A random value added to the input before hashing, primarily used in password storage. Salting ensures that identical passwords produce different hashes, defeating precomputed rainbow table attacks. Each user should have a unique salt stored alongside their hashed password.

Checksum

A hash value used to verify data integrity — confirming that a file or message has not been altered during transmission or storage. By comparing the checksum of the received data with the original, you can detect accidental corruption. Common checksum algorithms include SHA-256, MD5, and CRC32.

Frequently Asked Questions

Does this tool support MD5 hashing?

No. This tool uses the Web Crypto API, which supports SHA-1, SHA-256, SHA-384, and SHA-512. MD5 is not included in the Web Crypto API because it is considered cryptographically broken and should not be used for security purposes.

Can I verify a hash by comparing it to an expected value?

You can paste your original text, generate the hash, and then manually compare the output to your expected hash value. The comparison is straightforward since hashes are displayed as hexadecimal strings.

Is SHA-1 still safe to use?

SHA-1 is considered weak for cryptographic purposes and should not be used for digital signatures or certificates. However, it is still acceptable for non-security uses like checksums and deduplication. For security-sensitive applications, use SHA-256 or SHA-512.

Can I hash a file with this tool?

This tool hashes text input only. To hash a file, you would need to read the file contents as bytes first. For text files, you can paste the content directly into this tool.

Why do I get a different hash for the same text?

Hashes are bit-exact: a trailing newline, a different character encoding, or an invisible character (like a non-breaking space pasted from a web page) produces a completely different digest. Trim whitespace on both inputs and ensure both sources are UTF-8 before comparing.

Which algorithm should I choose for file checksums today?

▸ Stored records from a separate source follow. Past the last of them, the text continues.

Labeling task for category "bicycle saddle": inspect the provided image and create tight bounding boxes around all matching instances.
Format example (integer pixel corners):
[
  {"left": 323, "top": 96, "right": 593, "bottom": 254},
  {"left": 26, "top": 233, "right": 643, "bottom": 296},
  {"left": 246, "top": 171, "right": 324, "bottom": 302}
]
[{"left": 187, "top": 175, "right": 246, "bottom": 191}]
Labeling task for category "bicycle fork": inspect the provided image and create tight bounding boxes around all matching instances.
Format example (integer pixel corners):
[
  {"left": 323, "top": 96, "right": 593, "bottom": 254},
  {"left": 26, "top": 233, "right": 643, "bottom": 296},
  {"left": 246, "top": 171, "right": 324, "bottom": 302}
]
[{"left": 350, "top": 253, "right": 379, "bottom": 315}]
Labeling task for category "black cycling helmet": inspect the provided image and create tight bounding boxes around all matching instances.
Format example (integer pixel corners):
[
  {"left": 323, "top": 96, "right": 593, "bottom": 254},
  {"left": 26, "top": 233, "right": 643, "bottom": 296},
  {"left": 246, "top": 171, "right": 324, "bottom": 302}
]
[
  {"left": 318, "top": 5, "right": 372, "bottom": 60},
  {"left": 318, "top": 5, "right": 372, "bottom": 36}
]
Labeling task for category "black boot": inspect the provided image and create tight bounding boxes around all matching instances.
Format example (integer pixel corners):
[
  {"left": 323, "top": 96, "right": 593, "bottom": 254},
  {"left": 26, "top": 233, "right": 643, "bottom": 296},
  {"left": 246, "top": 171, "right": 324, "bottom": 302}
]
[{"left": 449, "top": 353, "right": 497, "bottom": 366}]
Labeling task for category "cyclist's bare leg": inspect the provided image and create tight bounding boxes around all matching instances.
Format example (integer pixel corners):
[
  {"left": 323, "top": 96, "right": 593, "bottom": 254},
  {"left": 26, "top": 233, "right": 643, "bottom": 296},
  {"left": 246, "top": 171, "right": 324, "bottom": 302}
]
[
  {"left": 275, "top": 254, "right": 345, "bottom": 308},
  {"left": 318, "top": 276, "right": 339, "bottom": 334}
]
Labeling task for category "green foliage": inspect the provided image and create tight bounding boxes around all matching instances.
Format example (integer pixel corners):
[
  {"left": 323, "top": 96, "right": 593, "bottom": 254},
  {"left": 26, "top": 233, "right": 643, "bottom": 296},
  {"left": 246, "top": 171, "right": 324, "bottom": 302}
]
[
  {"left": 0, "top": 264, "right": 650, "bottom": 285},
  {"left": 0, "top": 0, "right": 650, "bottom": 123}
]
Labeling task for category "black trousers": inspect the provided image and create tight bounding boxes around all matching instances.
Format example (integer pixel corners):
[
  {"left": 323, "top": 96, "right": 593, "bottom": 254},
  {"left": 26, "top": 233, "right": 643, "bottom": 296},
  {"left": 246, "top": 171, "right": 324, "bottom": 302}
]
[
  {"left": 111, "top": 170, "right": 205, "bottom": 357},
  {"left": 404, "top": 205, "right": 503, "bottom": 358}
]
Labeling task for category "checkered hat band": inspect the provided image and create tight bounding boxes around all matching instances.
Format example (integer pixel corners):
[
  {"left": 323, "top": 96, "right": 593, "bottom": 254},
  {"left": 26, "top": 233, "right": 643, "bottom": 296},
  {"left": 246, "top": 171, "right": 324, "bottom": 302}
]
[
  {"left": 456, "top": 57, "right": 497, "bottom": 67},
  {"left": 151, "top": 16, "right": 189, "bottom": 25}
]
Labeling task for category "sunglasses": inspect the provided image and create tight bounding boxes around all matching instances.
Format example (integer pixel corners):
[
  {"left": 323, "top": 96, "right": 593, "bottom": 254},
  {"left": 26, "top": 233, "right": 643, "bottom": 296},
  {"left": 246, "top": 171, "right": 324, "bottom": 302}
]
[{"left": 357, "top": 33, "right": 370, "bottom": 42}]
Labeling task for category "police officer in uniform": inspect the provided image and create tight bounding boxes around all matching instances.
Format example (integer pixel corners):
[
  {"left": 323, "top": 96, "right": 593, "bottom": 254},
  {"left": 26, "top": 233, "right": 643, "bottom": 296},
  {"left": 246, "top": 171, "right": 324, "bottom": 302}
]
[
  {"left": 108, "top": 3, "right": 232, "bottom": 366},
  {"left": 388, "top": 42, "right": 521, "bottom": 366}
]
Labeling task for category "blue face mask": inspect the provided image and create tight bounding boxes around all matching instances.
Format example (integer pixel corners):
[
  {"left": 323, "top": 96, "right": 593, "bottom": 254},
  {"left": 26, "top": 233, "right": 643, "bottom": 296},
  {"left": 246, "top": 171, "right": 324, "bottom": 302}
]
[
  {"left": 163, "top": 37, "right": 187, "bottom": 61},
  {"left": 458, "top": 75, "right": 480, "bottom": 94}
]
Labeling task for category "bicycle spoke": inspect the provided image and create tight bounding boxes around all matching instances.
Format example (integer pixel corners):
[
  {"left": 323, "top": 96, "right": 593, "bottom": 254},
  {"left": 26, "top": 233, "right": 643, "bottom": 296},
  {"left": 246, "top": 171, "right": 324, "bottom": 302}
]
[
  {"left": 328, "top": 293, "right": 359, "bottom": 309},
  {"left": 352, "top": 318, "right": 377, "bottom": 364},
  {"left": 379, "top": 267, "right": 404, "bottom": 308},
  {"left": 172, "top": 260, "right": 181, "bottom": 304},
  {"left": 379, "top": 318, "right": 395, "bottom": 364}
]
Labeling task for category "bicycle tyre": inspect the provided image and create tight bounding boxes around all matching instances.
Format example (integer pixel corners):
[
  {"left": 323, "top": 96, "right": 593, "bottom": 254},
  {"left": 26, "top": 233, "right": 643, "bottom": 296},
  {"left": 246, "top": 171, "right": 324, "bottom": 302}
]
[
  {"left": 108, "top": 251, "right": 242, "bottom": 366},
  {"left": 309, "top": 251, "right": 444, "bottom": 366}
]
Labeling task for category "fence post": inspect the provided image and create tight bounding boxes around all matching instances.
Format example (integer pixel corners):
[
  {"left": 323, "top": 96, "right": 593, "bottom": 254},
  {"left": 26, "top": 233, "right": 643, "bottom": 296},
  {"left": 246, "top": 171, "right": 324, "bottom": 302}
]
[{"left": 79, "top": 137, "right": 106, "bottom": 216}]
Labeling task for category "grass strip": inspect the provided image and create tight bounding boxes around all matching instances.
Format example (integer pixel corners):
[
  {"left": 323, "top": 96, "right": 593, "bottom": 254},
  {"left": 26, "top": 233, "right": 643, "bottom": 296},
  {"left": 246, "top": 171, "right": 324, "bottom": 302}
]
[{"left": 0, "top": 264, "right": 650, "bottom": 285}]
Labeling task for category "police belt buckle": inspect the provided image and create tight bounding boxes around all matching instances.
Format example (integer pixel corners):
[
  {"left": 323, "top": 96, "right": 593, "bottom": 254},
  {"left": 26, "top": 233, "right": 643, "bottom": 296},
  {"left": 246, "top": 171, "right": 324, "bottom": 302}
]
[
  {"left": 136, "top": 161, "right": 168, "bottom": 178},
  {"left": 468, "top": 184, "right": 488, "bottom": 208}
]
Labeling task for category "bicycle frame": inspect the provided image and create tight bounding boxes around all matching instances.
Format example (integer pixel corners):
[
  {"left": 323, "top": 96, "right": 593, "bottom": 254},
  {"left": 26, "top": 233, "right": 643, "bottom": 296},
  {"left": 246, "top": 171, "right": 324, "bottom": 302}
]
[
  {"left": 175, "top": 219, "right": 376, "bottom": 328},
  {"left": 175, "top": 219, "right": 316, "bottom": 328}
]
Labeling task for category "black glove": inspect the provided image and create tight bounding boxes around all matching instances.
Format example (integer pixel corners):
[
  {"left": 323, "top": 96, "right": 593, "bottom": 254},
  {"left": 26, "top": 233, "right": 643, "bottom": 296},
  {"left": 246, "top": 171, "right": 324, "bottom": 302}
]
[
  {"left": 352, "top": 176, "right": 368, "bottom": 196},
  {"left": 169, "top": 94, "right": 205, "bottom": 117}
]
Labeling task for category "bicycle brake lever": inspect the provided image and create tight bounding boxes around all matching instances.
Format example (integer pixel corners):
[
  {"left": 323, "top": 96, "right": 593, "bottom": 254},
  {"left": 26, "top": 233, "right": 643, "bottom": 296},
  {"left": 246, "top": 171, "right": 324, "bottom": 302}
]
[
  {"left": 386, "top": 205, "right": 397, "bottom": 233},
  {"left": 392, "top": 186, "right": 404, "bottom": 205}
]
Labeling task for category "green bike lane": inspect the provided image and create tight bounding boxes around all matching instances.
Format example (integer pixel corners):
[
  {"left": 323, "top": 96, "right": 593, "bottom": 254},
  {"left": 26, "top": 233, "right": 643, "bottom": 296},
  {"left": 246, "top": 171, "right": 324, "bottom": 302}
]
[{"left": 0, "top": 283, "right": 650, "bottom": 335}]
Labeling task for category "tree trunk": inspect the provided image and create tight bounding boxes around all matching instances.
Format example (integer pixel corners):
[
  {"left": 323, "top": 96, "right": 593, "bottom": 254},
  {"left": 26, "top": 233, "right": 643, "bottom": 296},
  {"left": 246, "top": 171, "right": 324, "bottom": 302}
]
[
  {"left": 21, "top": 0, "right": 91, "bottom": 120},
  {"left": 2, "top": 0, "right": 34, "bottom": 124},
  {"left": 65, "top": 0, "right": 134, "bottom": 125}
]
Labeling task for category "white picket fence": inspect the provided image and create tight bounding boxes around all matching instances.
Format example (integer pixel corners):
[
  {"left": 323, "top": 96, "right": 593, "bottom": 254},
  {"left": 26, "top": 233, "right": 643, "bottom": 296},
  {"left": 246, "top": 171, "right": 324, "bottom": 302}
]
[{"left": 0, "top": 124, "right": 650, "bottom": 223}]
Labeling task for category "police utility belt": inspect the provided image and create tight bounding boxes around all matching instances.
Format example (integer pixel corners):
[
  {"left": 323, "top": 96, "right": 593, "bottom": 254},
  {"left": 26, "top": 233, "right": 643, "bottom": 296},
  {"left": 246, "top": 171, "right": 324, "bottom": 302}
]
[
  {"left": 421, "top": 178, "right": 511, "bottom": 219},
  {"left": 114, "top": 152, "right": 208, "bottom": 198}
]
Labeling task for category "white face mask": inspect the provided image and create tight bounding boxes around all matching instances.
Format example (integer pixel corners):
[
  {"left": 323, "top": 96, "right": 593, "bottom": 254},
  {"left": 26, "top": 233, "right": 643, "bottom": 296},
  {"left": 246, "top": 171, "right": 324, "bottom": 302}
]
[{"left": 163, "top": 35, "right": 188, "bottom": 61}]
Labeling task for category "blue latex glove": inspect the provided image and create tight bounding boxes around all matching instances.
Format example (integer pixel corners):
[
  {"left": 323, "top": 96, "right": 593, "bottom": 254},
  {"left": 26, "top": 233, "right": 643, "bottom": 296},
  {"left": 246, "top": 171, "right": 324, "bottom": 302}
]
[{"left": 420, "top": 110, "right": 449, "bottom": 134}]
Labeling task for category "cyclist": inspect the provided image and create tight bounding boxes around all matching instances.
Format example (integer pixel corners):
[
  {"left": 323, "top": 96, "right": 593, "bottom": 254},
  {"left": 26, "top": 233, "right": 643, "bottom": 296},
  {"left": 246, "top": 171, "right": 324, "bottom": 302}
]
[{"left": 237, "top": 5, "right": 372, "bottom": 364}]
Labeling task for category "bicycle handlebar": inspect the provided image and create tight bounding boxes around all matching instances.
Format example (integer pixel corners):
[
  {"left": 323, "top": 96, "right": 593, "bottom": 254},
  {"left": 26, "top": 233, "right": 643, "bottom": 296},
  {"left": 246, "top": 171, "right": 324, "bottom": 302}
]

SHA-256 is the practical default — fast, universally supported, and collision-resistant. Use MD5 or SHA-1 only when you must match a checksum published in that format; they are fine for accidental-corruption checks but must not be used where an attacker could substitute a malicious file.

Troubleshooting & Technical Tips

Common errors developers encounter and how to resolve them.

Hash value differs every time: Salt and encoding differences

Cryptographic hash functions are deterministic — the same input always produces the same hash. If you are getting different results, there are invisible differences in the input text: a trailing space or newline (\n) character, different character encoding (UTF-8 vs UTF-16), or a BOM (Byte Order Mark). Additionally, some systems automatically add a Salt (random prefix); in that case hash = H(salt + password), so a different output each time is the expected behavior. For pure hash verification, paste your text into this tool to generate an unsalted hash.

Hash comparison fails: Case and encoding inconsistency

SHA hashes are displayed as hexadecimal strings. Some systems use uppercase (A-F) while others use lowercase (a-f) — when comparing two hashes, convert both to the same case using toLowerCase(). Also, some tools output hashes in Base64 format, while this tool uses hexadecimal (hex) format. Before comparing, make sure both sides use the same output encoding (hex vs Base64).

Web Crypto API not supported: SecurityError or undefined

The Web Crypto API (crypto.subtle) only works in secure contexts (HTTPS or localhost). On pages accessed via HTTP, crypto.subtle returns undefined and hash generation fails. Additionally, some older browsers (like IE 11) do not support the Web Crypto API at all. Since our site is served over HTTPS, you will not encounter this issue here. However, if you are computing hashes in your own projects, verify that your page is running in a secure context.